Scientific Reports (Apr 2021)

Clinicopathological factors associated with synchronous distant metastasis and prognosis of stage T1 colorectal cancer patients

  • Qiken Li,
  • Gang Wang,
  • Jun Luo,
  • Bo Li,
  • Weiping Chen

DOI
https://doi.org/10.1038/s41598-021-87929-x
Journal volume & issue
Vol. 11, no. 1
pp. 1 – 13

Abstract

Read online

Abstract It is rare and understudied for patients with stage T1 colorectal cancer to have synchronous distant metastasis. This study was to determine the clinicopathological factors associated with distant metastasis and prognosis. T1 colorectal cancer patients diagnosed between 2010 and 2015 were obtained from the SEER database. Logistic regression was applied to determine risk factors related to distant metastasis. Cox-proportional hazard models were used to identify the prognostic factors for patients with distant metastasis. Among 21,321 patients identified, 359 (1.8%) had synchronous distant metastasis and 1807 (8.5%) had lymph node metastasis. Multivariate analysis revealed that younger age, positive serum CEA, larger tumor size, positive tumor deposit, perineural invasion, lymph node metastasis, histology of non-adenocarcinoma and poorer differentiation were significantly associated with the increased risk of synchronous distant metastasis. Older age, female, Black, positive CEA, positive lymph node metastasis, positive tumor deposit, larger tumor size, no chemotherapy, inadequate lymph node harvesting and no metastasectomy were correlated with worse survival in these patients with synchronous distant metastasis.

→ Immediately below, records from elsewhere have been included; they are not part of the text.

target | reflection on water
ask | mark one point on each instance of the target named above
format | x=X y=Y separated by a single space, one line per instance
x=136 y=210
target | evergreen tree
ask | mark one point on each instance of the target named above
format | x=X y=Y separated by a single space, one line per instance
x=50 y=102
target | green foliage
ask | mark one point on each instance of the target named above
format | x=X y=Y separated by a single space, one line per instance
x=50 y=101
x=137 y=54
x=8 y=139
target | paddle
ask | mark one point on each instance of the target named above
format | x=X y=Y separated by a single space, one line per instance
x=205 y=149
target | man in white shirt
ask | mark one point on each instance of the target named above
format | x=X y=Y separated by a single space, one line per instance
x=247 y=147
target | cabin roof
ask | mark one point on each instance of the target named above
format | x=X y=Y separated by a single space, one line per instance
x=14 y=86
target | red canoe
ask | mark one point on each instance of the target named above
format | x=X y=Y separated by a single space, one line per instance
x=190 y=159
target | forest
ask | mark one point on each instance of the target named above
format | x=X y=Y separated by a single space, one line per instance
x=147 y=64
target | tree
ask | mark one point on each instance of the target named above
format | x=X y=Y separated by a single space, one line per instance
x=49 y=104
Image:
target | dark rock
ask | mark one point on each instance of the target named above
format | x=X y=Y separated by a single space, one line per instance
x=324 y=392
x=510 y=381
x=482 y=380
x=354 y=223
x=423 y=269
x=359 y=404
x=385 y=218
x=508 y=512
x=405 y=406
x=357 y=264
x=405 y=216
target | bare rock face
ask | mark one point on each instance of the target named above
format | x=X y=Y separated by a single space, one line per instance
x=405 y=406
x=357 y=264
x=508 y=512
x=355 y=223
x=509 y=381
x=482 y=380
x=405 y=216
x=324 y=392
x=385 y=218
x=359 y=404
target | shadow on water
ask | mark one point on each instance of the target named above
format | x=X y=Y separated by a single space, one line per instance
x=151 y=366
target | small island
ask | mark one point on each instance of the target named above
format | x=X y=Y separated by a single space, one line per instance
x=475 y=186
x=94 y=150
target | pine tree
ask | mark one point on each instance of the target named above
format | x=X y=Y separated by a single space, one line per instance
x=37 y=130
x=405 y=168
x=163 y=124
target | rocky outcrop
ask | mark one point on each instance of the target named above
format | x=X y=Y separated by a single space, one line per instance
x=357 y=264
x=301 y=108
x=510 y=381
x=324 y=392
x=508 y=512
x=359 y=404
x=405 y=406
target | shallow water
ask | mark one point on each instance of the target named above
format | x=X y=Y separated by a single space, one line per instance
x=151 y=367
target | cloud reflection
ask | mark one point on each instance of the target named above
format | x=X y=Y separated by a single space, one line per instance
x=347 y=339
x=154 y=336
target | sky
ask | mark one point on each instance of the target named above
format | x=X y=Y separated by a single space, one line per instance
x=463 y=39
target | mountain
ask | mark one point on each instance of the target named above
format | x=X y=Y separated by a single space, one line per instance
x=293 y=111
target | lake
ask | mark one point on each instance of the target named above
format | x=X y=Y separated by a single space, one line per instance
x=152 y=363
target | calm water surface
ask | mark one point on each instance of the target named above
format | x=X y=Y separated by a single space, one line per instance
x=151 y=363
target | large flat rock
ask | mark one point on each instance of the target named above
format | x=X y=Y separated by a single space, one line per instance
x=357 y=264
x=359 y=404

Patients with metastasis to the liver displayed the highest rate of positive CEA. We conclude that T1 colorectal cancer patients with multiple risk factors need thorough examinations to exclude synchronous distant metastasis. Chemotherapy, adequate lymph node cleaning and metastasectomy are associated with improved survival for those patients with distant metastases. Positive serum CEA may be useful in predicting distant metastases in patients at stage T1.